Cmax = concentration maximale, ASCtau = aire sous la courbe de la concentration en fonction du temps sur l'intervalle posologique (21 jours).
Absorption
Le mirvétuximab soravtansine est administré en perfusion intraveineuse. Il n'a pas été mené d'études avec d'autres voies d'administration.
Distribution
Le volume de distribution moyen (± écart type [ET]) du mirvétuximab soravtansine à l'état d'équilibre était de 2,63 (± 2,98) litres. In vitro, le taux de liaison du DM4 et du S-méthyl DM4 aux protéines plasmatiques humaines était supérieur à 99 %.
Métabolisme
La partie anticorps monoclonal du mirvétuximab soravtansine devrait être métabolisée en petits peptides par des voies cataboliques. Le métabolisme du DM4 non conjugué et du S-méthyl DM4 fait intervenir le CYP3A4. Dans le plasma humain, le DM4 et le S-méthyl DM4 ont été identifiés comme les principaux métabolites en circulation, et représentaient environ 0,4 % et 1,4 % respectivement, des ASC du mirvétuximab soravtansine.
Élimination
La clairance plasmatique totale moyenne (± ET) du mirvétuximab soravtansine était de 18,9 (± 9,8) mL/heure. La demi-vie d'élimination terminale moyenne du mirvétuximab soravtansine après administration de la première dose était de 4,9 jours. Pour le DM4 non conjugué, la clairance plasmatique totale moyenne (± ET) était de 14,5 (± 4,5) mL/heure et la demi-vie d'élimination terminale moyenne était de 2,8 jours. Pour le S-méthyl DM4, la clairance plasmatique totale moyenne (± ET) était de 5,3 (± 3,4) L/heure et la demi-vie d'élimination terminale moyenne était de 5,1 jours. Les études in vitro et précliniques in vivo indiquent que le DM4 et le S-méthyl DM4 sont métabolisés principalement par le CYP3A4 et éliminés par excrétion biliaire dans les fèces.

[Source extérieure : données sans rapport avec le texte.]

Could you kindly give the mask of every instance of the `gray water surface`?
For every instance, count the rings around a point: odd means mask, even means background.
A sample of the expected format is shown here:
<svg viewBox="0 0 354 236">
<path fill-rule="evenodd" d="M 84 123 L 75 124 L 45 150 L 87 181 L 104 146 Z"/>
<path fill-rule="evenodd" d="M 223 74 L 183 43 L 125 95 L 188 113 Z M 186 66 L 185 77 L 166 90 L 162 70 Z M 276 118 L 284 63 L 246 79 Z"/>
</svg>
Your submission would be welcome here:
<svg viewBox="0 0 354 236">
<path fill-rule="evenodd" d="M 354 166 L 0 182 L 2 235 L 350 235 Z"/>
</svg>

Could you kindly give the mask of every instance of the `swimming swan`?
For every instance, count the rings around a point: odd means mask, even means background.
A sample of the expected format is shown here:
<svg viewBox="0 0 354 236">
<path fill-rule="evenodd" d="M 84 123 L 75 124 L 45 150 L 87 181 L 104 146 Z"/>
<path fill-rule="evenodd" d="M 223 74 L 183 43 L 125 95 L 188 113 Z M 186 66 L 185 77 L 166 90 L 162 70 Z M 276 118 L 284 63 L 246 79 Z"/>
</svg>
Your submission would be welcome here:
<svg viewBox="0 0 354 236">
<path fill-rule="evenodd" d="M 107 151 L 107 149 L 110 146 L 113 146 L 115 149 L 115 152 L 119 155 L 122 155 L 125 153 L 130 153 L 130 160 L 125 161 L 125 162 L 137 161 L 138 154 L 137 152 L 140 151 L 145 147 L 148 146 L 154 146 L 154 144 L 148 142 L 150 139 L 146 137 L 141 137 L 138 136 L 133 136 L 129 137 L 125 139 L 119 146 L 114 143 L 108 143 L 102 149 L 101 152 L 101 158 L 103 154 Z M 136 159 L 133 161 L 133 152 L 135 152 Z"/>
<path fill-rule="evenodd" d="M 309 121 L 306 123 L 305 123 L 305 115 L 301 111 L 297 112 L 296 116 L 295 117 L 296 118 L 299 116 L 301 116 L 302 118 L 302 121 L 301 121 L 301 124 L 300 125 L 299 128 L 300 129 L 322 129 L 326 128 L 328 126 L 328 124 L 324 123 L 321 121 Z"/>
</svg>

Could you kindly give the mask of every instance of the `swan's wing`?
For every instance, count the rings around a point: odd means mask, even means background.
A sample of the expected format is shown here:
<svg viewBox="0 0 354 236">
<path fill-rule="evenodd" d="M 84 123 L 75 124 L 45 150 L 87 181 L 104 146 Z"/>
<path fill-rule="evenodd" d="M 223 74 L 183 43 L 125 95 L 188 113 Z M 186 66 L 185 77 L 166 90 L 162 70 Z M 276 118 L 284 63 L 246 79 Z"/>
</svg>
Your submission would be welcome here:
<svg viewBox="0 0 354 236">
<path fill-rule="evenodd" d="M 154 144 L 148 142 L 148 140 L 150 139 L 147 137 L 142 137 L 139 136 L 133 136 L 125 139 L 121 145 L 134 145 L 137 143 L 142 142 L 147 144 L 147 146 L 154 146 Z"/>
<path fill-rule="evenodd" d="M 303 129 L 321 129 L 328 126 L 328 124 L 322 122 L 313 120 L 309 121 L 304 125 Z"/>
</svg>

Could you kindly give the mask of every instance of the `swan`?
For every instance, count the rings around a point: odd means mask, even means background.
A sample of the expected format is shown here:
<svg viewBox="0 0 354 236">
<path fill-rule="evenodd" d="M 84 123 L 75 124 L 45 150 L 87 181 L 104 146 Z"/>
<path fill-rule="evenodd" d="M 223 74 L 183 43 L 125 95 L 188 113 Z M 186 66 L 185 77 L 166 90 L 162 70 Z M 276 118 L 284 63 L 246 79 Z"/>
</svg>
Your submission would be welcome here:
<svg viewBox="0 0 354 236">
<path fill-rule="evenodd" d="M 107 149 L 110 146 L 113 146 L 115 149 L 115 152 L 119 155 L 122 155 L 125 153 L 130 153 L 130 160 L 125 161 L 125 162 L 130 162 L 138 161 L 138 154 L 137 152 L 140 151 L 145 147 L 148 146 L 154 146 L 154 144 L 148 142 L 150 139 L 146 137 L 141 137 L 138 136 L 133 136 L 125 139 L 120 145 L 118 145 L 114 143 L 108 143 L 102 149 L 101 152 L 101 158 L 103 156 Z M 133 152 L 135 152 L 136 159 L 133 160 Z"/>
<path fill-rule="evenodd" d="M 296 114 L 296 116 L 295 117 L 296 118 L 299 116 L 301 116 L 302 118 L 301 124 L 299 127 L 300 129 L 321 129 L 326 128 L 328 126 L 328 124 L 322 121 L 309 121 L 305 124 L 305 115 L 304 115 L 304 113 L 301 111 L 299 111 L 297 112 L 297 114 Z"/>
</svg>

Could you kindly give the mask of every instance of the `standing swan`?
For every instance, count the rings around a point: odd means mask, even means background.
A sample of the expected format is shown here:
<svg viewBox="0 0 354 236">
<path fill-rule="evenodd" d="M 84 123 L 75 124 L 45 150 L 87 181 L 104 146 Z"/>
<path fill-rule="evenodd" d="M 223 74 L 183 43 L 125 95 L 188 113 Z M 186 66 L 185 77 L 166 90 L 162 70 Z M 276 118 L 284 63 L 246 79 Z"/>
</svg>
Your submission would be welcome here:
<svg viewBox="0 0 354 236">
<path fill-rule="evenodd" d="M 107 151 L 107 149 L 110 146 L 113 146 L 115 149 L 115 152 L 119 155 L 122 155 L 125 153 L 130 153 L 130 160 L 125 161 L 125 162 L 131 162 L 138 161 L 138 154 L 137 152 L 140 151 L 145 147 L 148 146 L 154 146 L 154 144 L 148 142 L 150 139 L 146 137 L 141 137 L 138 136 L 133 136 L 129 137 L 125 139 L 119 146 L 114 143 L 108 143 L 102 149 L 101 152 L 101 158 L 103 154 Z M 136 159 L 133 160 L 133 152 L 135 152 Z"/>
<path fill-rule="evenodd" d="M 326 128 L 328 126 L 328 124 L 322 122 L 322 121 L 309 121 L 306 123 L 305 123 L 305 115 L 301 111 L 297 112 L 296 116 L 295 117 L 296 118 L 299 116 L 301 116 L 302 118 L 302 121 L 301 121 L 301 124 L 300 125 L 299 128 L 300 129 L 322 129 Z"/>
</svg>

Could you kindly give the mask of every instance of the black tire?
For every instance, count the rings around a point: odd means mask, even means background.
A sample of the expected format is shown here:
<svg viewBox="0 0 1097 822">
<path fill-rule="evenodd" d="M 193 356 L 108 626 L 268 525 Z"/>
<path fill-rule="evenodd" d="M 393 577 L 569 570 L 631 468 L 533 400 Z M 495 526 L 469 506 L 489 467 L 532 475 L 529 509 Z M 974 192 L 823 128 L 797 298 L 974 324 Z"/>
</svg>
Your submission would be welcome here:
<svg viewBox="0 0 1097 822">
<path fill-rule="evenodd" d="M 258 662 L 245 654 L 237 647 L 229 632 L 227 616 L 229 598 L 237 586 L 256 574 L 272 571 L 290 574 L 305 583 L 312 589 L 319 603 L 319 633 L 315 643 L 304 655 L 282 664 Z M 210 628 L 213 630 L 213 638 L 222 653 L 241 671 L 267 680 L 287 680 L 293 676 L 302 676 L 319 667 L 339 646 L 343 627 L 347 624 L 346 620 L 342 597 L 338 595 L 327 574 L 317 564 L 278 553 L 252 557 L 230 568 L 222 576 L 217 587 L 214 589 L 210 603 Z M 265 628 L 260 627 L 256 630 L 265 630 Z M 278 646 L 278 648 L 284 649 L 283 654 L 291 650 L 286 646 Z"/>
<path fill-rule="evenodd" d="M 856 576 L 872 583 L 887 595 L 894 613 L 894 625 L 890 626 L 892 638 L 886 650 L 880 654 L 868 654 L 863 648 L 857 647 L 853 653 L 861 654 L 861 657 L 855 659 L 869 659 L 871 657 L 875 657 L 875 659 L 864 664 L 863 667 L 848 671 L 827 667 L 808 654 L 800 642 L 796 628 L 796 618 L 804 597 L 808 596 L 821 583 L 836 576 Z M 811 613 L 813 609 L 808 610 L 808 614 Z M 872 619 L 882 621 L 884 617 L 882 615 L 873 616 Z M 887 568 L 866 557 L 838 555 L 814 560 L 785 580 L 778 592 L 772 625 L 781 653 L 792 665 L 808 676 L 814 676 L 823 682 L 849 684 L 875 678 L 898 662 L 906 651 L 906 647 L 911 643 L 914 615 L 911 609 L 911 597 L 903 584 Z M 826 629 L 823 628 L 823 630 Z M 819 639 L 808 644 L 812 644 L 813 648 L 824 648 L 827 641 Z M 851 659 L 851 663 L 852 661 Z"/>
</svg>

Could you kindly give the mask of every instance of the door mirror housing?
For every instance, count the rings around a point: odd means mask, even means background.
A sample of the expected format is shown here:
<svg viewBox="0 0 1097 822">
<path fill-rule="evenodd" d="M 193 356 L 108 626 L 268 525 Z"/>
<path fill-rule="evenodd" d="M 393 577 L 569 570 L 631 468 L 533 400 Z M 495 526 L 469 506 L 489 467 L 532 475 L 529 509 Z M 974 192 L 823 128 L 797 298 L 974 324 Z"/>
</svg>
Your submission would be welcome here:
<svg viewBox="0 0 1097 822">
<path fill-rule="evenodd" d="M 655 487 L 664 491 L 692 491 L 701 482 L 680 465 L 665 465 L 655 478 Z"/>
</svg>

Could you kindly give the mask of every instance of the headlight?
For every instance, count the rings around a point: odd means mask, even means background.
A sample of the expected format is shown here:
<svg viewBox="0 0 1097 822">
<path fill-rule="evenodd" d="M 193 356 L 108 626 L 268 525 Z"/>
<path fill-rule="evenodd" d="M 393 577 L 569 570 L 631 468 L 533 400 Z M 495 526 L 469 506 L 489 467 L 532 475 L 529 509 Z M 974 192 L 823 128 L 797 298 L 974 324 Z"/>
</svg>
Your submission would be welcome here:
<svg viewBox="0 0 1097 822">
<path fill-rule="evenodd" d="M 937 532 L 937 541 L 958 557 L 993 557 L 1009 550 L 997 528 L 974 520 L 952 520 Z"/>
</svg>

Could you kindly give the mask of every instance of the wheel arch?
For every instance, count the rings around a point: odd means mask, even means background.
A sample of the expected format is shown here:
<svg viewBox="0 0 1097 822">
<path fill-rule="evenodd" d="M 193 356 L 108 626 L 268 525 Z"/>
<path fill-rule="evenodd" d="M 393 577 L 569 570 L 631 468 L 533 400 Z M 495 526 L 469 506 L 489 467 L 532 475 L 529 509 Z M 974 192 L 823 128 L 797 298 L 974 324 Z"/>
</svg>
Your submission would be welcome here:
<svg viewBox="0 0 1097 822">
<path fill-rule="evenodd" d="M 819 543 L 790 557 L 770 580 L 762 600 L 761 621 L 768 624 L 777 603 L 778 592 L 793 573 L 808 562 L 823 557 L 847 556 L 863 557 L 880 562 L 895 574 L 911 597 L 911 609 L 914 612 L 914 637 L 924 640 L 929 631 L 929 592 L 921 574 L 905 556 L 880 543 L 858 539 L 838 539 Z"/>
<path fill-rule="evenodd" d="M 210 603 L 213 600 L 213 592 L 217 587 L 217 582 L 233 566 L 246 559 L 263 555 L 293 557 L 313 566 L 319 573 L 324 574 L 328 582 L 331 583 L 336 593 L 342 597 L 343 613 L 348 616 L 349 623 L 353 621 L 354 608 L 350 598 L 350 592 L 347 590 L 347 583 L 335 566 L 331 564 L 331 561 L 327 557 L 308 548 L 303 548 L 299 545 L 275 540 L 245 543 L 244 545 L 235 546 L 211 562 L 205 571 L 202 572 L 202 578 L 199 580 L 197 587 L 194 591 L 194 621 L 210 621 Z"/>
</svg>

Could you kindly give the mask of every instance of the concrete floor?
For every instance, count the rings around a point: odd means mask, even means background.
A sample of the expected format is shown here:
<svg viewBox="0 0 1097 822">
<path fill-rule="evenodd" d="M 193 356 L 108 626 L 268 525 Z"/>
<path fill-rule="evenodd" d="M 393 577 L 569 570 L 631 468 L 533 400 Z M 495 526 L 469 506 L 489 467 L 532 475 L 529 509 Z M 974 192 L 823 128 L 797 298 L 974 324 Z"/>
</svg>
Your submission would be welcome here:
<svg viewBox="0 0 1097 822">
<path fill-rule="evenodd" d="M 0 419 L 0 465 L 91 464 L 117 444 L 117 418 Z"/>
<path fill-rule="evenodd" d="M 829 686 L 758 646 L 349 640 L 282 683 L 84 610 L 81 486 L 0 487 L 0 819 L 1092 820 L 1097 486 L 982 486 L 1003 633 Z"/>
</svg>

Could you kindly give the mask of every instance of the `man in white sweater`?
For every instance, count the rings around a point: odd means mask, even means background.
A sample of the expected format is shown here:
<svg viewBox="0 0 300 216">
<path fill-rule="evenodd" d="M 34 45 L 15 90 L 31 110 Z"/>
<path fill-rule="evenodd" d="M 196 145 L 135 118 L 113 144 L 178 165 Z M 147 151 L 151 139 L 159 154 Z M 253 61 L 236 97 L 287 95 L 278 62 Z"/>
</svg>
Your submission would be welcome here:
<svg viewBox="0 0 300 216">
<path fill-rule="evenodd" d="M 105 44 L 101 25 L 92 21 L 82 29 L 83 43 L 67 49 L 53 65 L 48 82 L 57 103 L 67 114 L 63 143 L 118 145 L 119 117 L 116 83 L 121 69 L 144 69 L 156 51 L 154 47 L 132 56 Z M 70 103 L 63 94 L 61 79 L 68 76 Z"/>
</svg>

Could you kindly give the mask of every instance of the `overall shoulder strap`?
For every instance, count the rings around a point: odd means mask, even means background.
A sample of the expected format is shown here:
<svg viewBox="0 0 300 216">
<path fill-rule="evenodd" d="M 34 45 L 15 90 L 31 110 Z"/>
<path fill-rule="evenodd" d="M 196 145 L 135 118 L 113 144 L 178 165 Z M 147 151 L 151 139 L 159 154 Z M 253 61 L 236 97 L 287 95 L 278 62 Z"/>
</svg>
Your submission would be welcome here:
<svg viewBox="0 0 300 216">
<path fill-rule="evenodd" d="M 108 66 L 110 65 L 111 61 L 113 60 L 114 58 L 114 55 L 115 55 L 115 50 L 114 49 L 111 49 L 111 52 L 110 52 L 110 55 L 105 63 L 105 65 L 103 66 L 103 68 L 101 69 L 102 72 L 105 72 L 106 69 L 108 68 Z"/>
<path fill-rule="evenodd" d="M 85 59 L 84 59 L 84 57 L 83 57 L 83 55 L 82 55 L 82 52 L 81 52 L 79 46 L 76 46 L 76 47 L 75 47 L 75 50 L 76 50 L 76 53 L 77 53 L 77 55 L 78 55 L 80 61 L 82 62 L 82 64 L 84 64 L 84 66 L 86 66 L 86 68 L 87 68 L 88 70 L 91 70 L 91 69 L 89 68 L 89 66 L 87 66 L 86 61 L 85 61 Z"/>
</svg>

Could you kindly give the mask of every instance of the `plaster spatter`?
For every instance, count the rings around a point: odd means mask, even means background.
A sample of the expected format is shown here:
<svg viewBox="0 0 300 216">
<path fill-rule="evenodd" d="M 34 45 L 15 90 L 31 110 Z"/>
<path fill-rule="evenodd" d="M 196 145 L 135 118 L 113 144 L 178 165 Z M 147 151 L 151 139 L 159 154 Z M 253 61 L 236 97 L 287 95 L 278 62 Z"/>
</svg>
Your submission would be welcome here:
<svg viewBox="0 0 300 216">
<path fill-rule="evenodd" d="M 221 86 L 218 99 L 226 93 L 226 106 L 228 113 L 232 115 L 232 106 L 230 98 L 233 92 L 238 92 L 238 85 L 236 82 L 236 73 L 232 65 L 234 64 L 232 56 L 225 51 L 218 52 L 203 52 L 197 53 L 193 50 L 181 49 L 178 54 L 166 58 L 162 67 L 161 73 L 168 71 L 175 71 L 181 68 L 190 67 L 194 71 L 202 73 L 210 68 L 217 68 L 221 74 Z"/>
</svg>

Cinétique pour certains groupes de patients
Il n'a pas été observé de différences cliniquement significatives de la pharmacocinétique du mirvétuximab soravtansine en fonction de l'âge (32 à 89 ans), du groupe ethnique (caucasien, noir ou asiatique), du poids (36 à 136 kg) ou de la présence d'une insuffisance hépatique légère (bilirubine totale ≤ LSN et ASAT quelle que soit la valeur > LSN ou bilirubine totale < 1 à 1,5 × LSN et ASAT quelle que soit la valeur) ou d'une insuffisance rénale légère à modérée (ClCr ≥30 et < 90 mL/min).
La pharmacocinétique du mirvétuximab soravtansine chez les patientes présentant une insuffisance hépatique modérée à sévère (bilirubine totale > 1,5 × LSN avec ASAT quelle que soit la valeur) ou une insuffisance rénale sévère (ClCr de 15 à 30 mL/min) n'a pas été établie.